I had only recently learned not to throw away my first attempts at
poems. Now I kept them and worked from them. As I wrote for Matthews'
class, I kept hardbound notebooks with pages of lines and stanzas and
arrows pointing to how I thought I should rearrange things; then
there were neatly copied-over versions of poems with the changes
incorporated. I didn't consider this notebook a journal. I was just
being conscientious about doing my work the way one of my classmates,
who had been published, did hers.
One day in class, Matthews told us that he continued to show his
early drafts to "trusted readers." He often mailed his work to them
even if they were living in the same city. He said the formality of
receiving the work and the resulting suggestions by mail helped him
revise his poems. Accomplished poets asking others to read their
drafts? Accomplished poets having drafts rather than fully developed
poems right at the get-go? Didn't the greats' poems flow directly
from the muse to the page, with no changes necessary? It had not
really dawned on me that our famous workshop leaders were able to
help us through the development of our poems because they themselves
had worked their way through version after version!

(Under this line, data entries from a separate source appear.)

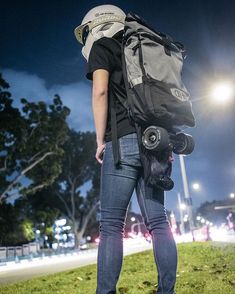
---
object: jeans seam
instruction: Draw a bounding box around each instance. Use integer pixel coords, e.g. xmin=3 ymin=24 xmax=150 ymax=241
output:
xmin=137 ymin=183 xmax=164 ymax=294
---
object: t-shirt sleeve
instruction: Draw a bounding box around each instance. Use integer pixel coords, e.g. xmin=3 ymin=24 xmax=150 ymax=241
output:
xmin=86 ymin=40 xmax=114 ymax=80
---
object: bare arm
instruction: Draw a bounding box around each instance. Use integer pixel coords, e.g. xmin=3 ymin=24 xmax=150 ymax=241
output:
xmin=92 ymin=69 xmax=109 ymax=163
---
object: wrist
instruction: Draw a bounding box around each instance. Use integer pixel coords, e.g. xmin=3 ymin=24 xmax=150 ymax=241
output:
xmin=96 ymin=140 xmax=105 ymax=147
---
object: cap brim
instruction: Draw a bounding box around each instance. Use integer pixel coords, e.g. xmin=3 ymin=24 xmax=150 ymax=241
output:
xmin=74 ymin=24 xmax=87 ymax=44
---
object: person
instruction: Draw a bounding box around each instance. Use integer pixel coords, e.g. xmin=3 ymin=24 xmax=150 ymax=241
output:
xmin=75 ymin=5 xmax=177 ymax=294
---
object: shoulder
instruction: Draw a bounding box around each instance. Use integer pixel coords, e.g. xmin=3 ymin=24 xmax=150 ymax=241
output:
xmin=92 ymin=37 xmax=120 ymax=52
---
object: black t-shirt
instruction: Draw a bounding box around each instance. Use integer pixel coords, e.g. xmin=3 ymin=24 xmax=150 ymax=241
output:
xmin=86 ymin=36 xmax=135 ymax=141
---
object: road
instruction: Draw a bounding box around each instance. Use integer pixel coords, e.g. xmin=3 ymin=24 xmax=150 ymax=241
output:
xmin=0 ymin=241 xmax=152 ymax=285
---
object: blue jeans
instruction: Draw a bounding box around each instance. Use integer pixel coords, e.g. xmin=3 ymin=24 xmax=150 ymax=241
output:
xmin=96 ymin=134 xmax=177 ymax=294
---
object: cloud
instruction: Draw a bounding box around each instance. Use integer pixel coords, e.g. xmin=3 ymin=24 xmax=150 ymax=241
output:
xmin=1 ymin=69 xmax=94 ymax=131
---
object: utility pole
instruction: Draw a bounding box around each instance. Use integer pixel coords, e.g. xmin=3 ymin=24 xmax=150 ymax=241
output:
xmin=179 ymin=154 xmax=194 ymax=232
xmin=177 ymin=192 xmax=184 ymax=235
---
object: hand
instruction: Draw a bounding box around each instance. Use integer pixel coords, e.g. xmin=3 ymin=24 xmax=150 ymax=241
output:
xmin=95 ymin=144 xmax=105 ymax=164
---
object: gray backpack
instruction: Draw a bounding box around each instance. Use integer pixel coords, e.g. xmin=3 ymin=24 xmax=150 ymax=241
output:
xmin=122 ymin=14 xmax=195 ymax=130
xmin=111 ymin=14 xmax=195 ymax=190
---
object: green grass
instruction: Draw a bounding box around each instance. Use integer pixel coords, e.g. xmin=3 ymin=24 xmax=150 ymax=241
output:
xmin=0 ymin=243 xmax=235 ymax=294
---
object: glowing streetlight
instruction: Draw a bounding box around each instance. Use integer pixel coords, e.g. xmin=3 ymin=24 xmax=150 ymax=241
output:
xmin=179 ymin=203 xmax=186 ymax=210
xmin=229 ymin=193 xmax=235 ymax=198
xmin=211 ymin=82 xmax=234 ymax=104
xmin=192 ymin=183 xmax=200 ymax=191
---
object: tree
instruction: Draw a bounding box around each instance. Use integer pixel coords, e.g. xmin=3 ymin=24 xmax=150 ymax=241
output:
xmin=0 ymin=76 xmax=70 ymax=201
xmin=51 ymin=130 xmax=100 ymax=248
xmin=0 ymin=203 xmax=34 ymax=246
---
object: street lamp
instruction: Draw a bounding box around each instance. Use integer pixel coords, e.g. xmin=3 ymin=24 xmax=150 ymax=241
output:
xmin=192 ymin=183 xmax=200 ymax=191
xmin=177 ymin=192 xmax=186 ymax=235
xmin=229 ymin=193 xmax=235 ymax=198
xmin=211 ymin=81 xmax=234 ymax=104
xmin=179 ymin=154 xmax=194 ymax=231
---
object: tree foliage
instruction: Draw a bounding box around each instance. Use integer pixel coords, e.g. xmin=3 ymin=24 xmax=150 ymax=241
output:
xmin=0 ymin=203 xmax=34 ymax=246
xmin=0 ymin=76 xmax=70 ymax=201
xmin=41 ymin=130 xmax=100 ymax=247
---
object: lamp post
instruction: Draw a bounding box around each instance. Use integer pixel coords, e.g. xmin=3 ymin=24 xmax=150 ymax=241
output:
xmin=179 ymin=154 xmax=194 ymax=231
xmin=177 ymin=192 xmax=186 ymax=235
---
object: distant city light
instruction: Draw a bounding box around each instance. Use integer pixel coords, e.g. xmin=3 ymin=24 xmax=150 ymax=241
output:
xmin=55 ymin=218 xmax=67 ymax=227
xmin=192 ymin=183 xmax=200 ymax=190
xmin=212 ymin=82 xmax=234 ymax=103
xmin=180 ymin=203 xmax=186 ymax=210
xmin=230 ymin=193 xmax=235 ymax=198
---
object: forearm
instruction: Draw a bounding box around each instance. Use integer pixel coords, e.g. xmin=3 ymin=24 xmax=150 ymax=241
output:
xmin=92 ymin=89 xmax=108 ymax=146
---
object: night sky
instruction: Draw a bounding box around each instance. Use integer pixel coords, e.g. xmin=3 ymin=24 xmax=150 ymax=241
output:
xmin=0 ymin=0 xmax=235 ymax=216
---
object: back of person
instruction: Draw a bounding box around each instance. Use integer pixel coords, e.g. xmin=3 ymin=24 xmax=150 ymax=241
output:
xmin=75 ymin=5 xmax=177 ymax=294
xmin=86 ymin=31 xmax=135 ymax=142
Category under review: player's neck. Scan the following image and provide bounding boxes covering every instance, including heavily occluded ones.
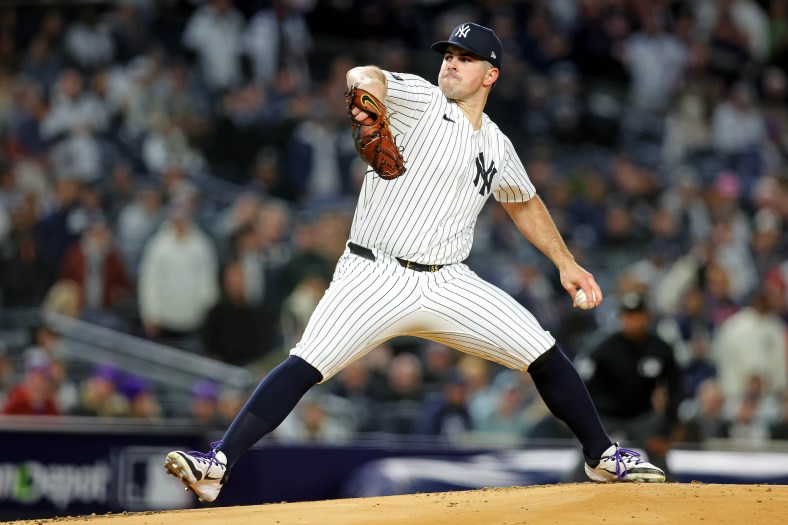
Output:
[455,97,487,131]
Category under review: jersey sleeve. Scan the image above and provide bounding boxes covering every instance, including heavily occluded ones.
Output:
[493,138,536,202]
[383,71,438,128]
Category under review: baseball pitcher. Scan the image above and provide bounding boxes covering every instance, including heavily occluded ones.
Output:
[165,23,665,501]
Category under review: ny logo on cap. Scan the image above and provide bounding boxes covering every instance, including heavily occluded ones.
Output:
[454,24,471,38]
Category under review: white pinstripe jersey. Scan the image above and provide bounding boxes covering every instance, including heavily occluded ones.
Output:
[350,71,536,264]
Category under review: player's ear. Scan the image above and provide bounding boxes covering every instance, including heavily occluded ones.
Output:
[484,67,499,86]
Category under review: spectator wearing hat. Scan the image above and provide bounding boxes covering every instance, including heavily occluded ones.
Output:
[712,291,788,402]
[202,261,275,366]
[415,370,473,443]
[0,194,55,307]
[577,293,683,468]
[2,351,60,416]
[120,374,162,421]
[59,211,133,312]
[138,199,219,348]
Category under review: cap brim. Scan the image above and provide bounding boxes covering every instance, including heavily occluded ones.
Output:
[432,41,500,69]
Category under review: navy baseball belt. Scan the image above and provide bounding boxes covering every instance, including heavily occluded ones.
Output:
[347,242,444,272]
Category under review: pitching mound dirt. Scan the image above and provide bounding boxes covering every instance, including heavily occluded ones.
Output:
[7,483,788,525]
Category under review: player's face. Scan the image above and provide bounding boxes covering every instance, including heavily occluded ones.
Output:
[438,46,497,100]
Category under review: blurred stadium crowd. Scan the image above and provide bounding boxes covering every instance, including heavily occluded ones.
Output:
[0,0,788,450]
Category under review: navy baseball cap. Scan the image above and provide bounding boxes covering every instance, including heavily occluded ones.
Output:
[432,22,503,69]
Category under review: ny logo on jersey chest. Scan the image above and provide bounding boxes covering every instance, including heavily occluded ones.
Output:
[473,151,498,195]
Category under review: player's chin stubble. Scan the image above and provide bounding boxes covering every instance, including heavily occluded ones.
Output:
[438,75,460,100]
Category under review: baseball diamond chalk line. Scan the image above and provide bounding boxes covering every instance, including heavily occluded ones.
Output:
[7,482,788,525]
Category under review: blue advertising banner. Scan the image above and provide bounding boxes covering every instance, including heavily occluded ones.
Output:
[0,418,204,520]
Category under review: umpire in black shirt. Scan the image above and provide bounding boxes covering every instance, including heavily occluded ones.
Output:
[577,293,682,470]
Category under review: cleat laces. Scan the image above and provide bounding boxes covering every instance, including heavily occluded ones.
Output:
[609,447,643,479]
[188,440,225,467]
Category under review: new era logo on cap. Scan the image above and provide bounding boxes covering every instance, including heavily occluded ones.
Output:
[432,22,503,69]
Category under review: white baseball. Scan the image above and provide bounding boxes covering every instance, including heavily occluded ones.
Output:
[575,288,596,310]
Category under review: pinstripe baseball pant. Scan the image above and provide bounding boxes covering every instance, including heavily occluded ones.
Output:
[290,246,555,381]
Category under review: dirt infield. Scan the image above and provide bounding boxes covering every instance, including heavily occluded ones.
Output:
[7,483,788,525]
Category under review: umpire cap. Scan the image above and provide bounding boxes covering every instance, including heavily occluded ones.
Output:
[432,22,503,69]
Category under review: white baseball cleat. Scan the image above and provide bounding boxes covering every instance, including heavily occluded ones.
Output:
[586,443,665,483]
[164,441,229,502]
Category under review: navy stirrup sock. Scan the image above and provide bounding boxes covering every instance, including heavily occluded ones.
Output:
[217,356,323,468]
[528,344,612,467]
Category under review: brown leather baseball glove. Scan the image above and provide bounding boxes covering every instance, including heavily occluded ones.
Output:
[345,84,405,180]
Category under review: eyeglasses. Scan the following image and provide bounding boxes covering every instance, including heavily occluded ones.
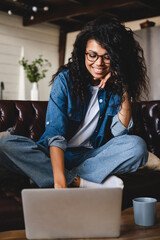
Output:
[85,52,110,64]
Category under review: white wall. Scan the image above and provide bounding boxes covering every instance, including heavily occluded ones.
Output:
[65,17,160,100]
[0,12,59,100]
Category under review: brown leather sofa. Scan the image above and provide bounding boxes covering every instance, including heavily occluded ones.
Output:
[0,100,160,231]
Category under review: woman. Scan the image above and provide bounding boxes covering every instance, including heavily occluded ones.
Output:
[0,18,148,188]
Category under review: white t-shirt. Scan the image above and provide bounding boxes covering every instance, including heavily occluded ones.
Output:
[67,86,99,148]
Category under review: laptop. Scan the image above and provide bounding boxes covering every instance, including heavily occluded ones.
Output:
[22,188,122,239]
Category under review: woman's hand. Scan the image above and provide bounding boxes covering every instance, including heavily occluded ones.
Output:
[54,181,67,188]
[95,72,111,88]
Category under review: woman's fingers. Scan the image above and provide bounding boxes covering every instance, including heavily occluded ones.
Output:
[98,72,111,88]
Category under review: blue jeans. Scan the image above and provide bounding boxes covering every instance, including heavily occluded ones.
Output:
[0,135,148,187]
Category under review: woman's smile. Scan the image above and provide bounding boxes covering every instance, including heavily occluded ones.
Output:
[85,39,110,85]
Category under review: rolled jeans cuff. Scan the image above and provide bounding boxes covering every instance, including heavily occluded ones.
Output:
[48,136,67,152]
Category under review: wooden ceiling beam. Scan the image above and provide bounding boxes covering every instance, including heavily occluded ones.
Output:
[23,0,139,26]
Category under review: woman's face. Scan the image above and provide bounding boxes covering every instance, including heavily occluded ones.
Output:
[85,39,110,85]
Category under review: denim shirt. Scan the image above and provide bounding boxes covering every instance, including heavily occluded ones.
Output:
[37,70,132,151]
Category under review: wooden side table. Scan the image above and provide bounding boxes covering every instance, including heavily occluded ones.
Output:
[0,202,160,240]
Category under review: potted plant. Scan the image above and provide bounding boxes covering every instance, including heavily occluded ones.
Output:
[19,55,51,100]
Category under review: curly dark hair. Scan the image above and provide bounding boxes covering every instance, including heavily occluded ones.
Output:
[51,17,148,102]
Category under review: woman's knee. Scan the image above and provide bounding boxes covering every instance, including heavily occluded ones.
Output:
[129,135,148,166]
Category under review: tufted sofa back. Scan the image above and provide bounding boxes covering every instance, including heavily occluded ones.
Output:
[0,100,160,157]
[0,100,47,141]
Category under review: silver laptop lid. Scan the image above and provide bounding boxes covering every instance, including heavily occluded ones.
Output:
[22,188,122,239]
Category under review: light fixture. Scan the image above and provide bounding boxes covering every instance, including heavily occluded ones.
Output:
[8,10,12,15]
[32,6,37,12]
[43,6,49,12]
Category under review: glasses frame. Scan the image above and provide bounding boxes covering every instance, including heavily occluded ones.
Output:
[85,52,110,64]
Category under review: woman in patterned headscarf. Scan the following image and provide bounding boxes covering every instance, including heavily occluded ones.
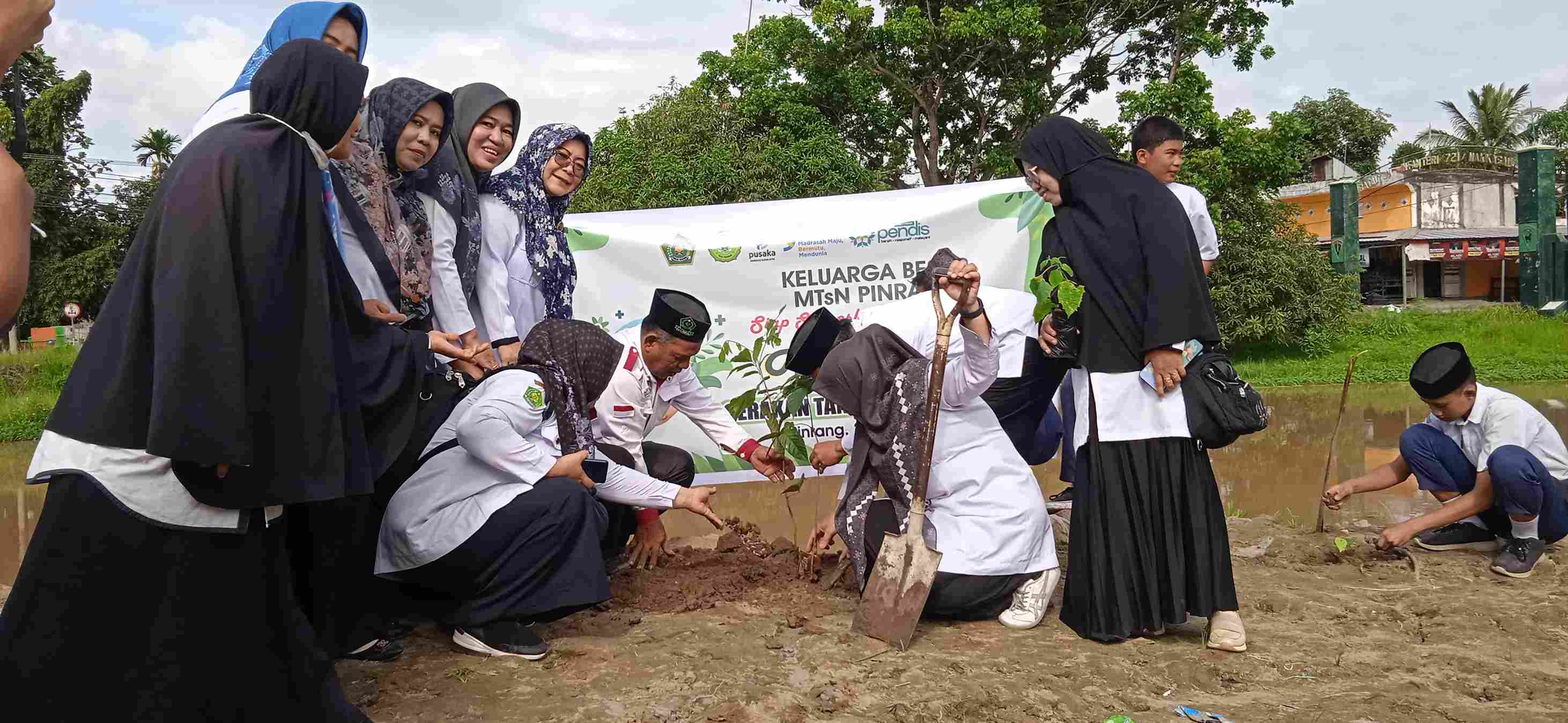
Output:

I listened to this great writer who let me know that the people I
called "important" writers had something like the hardbound workbook
I was creating for class. I guess all this time I had been applying
some rule out of elementary school--that teachers inhabit a different
world than their students, that although students learn by doing
drafts and revisions, real writers (and therefore our teachers)
didn't do this.
Several years after I had graduated with a master's degree in
creative writing, published poetry, and written instructional books
on writing, my agent hooked me up with an editor who wanted a book on
journaling that was "something different" than the books already out
there. As I began dreaming up a proposal, I remembered that day in
class when Matthews told us about having trusted first readers and
getting their response. I realized that doing this book on journaling
could help me learn more about what Matthews (and other well known
writers) did behind the scenes in developing their writing. I would
ask Matthews and others to contribute sample journal entries if they
had them and words of wisdom on journaling. Novelist Lisa Shea's
entries were word meditations; author Ilan Stavans' were rants about
the political side of getting recognized. Denise Levertov meditated
on exhibits she'd seen and books she'd read, and Janice Eidus, Pam
Houston, and Fenton Johnson wrote letters as a journal. Ron Carlson
kept numbered lists of witty descriptions. Robert Hellenga wrote
about his travels in Italy, the country in which he would set a
novel. Robin Hemley and Steven Winn recounted dreams. Stanley
Plumly, Brenda Hillman, and Linda Bierds kept notebooks of poem
revisions. The purposes of their journals and the writing in them
helped make my book, The Writer's Journal: 40 Contemporary Writers
and Their Journals, a success. Readers learned many strategies and
reasons to write and keep what they had written -- even if they did
not know what they would do with it or how long it might take to
figure that out.
I realized my notebooks of revision attempts and, by this time, my
box of poems, started on scraps of paper. l learned that when
maintaining an email correspondence, writing letters I'd never send
or letters I did send, going off on some tangent out of strong
feeling, doing a writing exercise, or trying to get down the exact
quality of light at sunrise, I was keeping a journal if I kept the
writing. I had many writer's ways and habits at my fingertips.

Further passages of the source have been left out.